Я осторожно высовываюсь во двор… Там тихо и пусто.
— Нам нужно добраться до восточных ворот, — говорю я. — Там лишь два охранника. Я разделаюсь с ними, и мы сможем незамеченными пересечь мост. За ним ждет телега, и на ней вы отправитесь к герцогине.
У тюремщика округляются глаза, но потом он улыбается. Ну, или выдает гримасу, которую можно посчитать за улыбку. В точности сказать невозможно.
— Справишься? — обращаюсь я к этому загадочному человеку. Мне очень не нравится, что приходится доверять ему такое важное дело, но деваться мне некуда. — Отвезешь его в Ренн?
Он так энергично кивает, что я опасаюсь за целость его шеи.
Идти по ровному двору оказывается легче, чем взбираться по лестнице. Мы хромаем и шаркаем, продвигаясь вперед. У меня так и свербит за плечами: скорей! скорей! — но мы не можем. Уже чудо, что мы сюда-то добрались.
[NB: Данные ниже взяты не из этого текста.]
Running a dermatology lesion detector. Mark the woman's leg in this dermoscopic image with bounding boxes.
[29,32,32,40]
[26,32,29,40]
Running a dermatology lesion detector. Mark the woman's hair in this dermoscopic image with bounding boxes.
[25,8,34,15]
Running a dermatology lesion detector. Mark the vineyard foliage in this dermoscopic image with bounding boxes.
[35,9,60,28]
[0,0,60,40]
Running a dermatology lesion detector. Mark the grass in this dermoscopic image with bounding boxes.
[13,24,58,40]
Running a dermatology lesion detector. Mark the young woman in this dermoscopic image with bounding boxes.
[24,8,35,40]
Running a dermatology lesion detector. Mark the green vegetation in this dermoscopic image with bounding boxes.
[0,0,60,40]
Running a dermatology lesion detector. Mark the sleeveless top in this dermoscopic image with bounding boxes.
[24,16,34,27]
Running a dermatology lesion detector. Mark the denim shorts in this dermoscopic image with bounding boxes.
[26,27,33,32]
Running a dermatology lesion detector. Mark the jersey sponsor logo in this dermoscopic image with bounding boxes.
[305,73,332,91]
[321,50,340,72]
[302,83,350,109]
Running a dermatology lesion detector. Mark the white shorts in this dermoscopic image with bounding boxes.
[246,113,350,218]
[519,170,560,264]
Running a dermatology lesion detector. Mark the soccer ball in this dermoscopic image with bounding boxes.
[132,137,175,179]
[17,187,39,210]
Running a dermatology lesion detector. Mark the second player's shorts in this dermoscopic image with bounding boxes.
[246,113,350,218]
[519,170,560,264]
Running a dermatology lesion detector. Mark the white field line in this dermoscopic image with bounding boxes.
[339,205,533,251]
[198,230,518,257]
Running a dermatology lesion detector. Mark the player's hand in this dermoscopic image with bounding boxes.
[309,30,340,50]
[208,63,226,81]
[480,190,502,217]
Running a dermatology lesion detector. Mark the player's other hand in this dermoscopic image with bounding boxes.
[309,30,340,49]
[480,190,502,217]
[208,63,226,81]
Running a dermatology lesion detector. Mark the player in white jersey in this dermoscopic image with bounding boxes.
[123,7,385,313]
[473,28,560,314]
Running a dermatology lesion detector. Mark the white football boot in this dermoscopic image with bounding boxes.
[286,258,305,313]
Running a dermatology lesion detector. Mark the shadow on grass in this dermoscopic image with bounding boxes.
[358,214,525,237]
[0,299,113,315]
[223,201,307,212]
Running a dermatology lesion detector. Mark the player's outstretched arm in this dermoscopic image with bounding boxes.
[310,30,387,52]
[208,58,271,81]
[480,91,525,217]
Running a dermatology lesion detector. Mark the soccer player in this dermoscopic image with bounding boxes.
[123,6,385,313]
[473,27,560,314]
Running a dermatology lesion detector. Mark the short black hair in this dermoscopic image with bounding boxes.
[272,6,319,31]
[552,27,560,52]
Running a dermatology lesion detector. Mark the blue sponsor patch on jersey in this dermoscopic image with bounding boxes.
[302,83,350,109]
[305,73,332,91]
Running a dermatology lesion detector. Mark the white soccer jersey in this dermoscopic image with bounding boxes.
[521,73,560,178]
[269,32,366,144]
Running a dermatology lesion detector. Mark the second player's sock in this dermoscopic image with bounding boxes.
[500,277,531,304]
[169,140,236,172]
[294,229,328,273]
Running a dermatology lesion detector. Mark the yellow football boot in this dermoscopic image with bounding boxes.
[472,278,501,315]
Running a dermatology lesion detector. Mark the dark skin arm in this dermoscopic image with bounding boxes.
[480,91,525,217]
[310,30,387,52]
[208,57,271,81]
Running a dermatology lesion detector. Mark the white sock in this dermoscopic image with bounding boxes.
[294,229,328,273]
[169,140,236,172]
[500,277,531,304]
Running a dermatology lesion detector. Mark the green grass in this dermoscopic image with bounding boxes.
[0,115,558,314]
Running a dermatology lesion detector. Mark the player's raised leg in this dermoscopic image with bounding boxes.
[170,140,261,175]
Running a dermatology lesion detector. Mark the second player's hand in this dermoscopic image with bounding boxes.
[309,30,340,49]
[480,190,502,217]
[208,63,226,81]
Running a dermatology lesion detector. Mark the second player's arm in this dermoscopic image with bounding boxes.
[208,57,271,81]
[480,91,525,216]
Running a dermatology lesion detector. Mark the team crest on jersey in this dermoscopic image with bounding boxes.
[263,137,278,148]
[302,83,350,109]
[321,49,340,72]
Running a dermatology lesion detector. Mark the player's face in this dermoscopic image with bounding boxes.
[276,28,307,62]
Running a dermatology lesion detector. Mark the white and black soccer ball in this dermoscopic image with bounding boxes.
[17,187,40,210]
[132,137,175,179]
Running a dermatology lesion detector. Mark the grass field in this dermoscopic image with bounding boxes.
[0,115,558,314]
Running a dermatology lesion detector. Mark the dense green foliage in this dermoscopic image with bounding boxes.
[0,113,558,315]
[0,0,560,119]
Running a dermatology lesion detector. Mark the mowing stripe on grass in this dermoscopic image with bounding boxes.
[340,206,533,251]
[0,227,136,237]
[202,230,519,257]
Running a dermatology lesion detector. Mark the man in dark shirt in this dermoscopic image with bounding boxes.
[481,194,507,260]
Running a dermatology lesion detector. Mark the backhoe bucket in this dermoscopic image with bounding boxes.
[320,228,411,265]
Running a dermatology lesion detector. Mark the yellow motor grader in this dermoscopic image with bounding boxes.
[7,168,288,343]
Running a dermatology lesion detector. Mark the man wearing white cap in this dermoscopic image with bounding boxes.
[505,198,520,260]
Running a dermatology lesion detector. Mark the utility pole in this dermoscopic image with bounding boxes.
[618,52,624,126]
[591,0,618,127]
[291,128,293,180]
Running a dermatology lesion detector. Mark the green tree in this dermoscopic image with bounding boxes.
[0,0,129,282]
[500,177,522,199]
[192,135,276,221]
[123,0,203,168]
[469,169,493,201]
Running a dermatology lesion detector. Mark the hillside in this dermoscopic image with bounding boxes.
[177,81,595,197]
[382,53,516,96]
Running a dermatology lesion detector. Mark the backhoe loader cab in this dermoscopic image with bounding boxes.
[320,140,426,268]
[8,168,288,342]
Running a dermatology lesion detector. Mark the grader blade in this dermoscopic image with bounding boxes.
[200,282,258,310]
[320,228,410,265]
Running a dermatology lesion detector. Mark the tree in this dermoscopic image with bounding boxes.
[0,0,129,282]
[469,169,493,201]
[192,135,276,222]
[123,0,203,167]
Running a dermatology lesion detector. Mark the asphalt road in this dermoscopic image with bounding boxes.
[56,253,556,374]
Обернувшись, я вижу свет в одном из окон верхнего этажа. Это хорошо. Значит, д'Альбрэ еще у мадам Динан. Интересно, кого он приставил сторожить дверь? Когда граф навещает любовницу, их покой всегда охраняют двое часовых. Вот бы один из них оказался капитаном де Люром! Как порадовал бы меня предлог для убийства этого человека!
Приблизившись к воротам, мы видим сторожку и воинов-караульщиков. Вместо того чтобы изваяниями стоять на посту, они о чем-то разговаривают вполголоса.
— Вот, держи. — Я вкладываю в руку «горгульи» небольшой квадратик из желтой и черной материи. — Это понадобится тебе, чтобы выбраться из города. В телеге найдешь кое-какие припасы и драгоценности, чтобы купить все необходимое. Поднимешь чумной флажок — и никто вас не остановит. Понятно?
Он снова кивает. Я велю им оставаться на месте, сама же крадусь вперед.
Стражники, недовольные тем, что смена почему-то задерживается, рассуждают, оставаться ли на посту или искать капитана.
Тенью скользнув вдоль стены, я возникаю за спиной ближайшего воина. Придется убить, иначе он поднимет тревогу. А я не знаю, долго ли продлится действие сонного зелья и насколько крепко спят остальные.
К сожалению, эти смерти необходимы. Нет иного способа вывести пленного рыцаря за ворота. К тому же часовые — люди д'Альбрэ, а значит, наверняка повинны в каком-нибудь ужасном преступлении.